AC Trouvez-vous qu’il y a d’autres modèles de fondation plus intéressants, comme la Maison Rouge, dans le paysage actuel ?

FN La Maison Rouge est un lieu privé qu’il faut effectivement citer, car leur programmation n’a pas été colonisatrice par rapport à l’imaginaire des spectateurs qui la visitaient, c’était plus paritaire. Certains de mes collègues apprécient Luma, qui est un modèle moins lié à une marque. Mais son implantation, avec des moyens colossaux, dans le Sud me semble plus proche du modèle américain que de ce que l’Europe des petites entreprises familiales pourrait inventer de novateur dans le système de soutien à l’art, sur la base d’un autre type de mécénat que celui constamment évoqué de manière fantasmatique de la Renaissance et de ses princes. Il est acté en tout cas que ces lieux privés rendent désormais possibles des recherches qui ne le sont plus dans les institutions publiques. Et, malgré toute mon allergie, quand je regarde l’exposition que Prada a présentée pendant la dernière Biennale de Venise (mettant à l’honneur la scénographe Anna Viebrock avec Demand et Kluge), je ne peux pas m’empêcher de dire que c’est vraiment perturbant que ce qu’il faut montrer en cette phase de l’histoire trouve sa place au cœur d’une entreprise du luxe et non pas dans d’autres lieux de la société. Une exposition fabuleuse, d’une très grande justesse, et pourtant quelque chose qui n’est pas sans m’angoisser.

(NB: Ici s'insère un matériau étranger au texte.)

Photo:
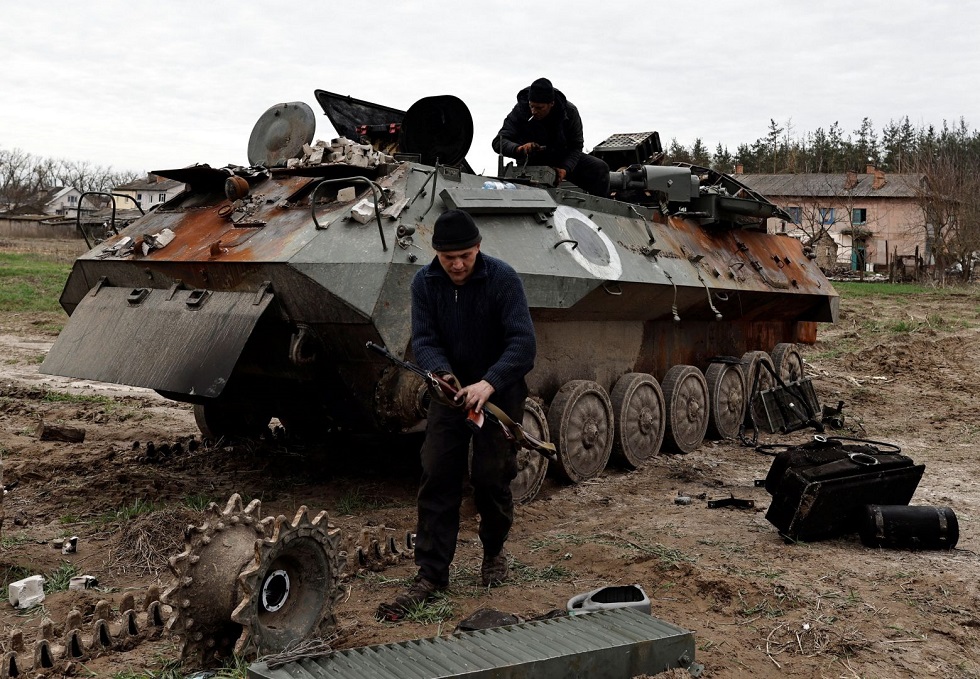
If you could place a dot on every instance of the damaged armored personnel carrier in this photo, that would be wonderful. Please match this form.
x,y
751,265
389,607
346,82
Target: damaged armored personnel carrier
x,y
253,293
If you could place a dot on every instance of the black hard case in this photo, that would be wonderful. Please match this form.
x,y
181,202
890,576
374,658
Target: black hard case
x,y
821,492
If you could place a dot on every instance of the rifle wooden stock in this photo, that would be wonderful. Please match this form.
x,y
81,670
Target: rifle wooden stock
x,y
512,430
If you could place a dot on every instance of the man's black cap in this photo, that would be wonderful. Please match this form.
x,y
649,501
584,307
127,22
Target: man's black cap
x,y
455,230
541,91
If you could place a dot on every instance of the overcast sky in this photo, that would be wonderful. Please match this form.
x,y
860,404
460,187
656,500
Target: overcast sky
x,y
154,85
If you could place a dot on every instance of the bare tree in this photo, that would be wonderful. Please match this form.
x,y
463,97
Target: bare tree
x,y
949,199
24,176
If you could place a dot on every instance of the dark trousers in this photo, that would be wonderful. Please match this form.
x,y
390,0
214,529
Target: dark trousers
x,y
591,174
445,455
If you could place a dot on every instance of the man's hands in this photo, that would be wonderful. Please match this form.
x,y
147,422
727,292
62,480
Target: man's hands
x,y
474,396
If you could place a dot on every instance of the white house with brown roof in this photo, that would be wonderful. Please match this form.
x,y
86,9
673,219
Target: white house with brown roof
x,y
59,201
858,219
149,192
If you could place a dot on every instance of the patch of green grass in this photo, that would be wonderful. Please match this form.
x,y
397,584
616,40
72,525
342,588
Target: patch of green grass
x,y
59,578
869,325
169,669
198,502
125,513
31,283
138,508
438,610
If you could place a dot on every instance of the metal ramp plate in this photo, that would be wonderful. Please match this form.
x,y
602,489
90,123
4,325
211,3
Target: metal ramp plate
x,y
183,341
607,644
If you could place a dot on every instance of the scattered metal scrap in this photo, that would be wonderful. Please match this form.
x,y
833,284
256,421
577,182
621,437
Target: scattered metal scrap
x,y
108,631
731,501
253,585
377,551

Pour l’instant, l’accent est partout mis sur le spectaculaire ou la tyrannie des modèles médiatiques en France, mais la situation se renverse. Par rapport aux années de la première Fondation Cartier, n’a-t-on pas l’impression de voir souvent la même exposition et de voir briller du pouvoir ? Public, artistes et curateurs ont peut-être, toutes générations et rôles confondus, autre chose à proposer.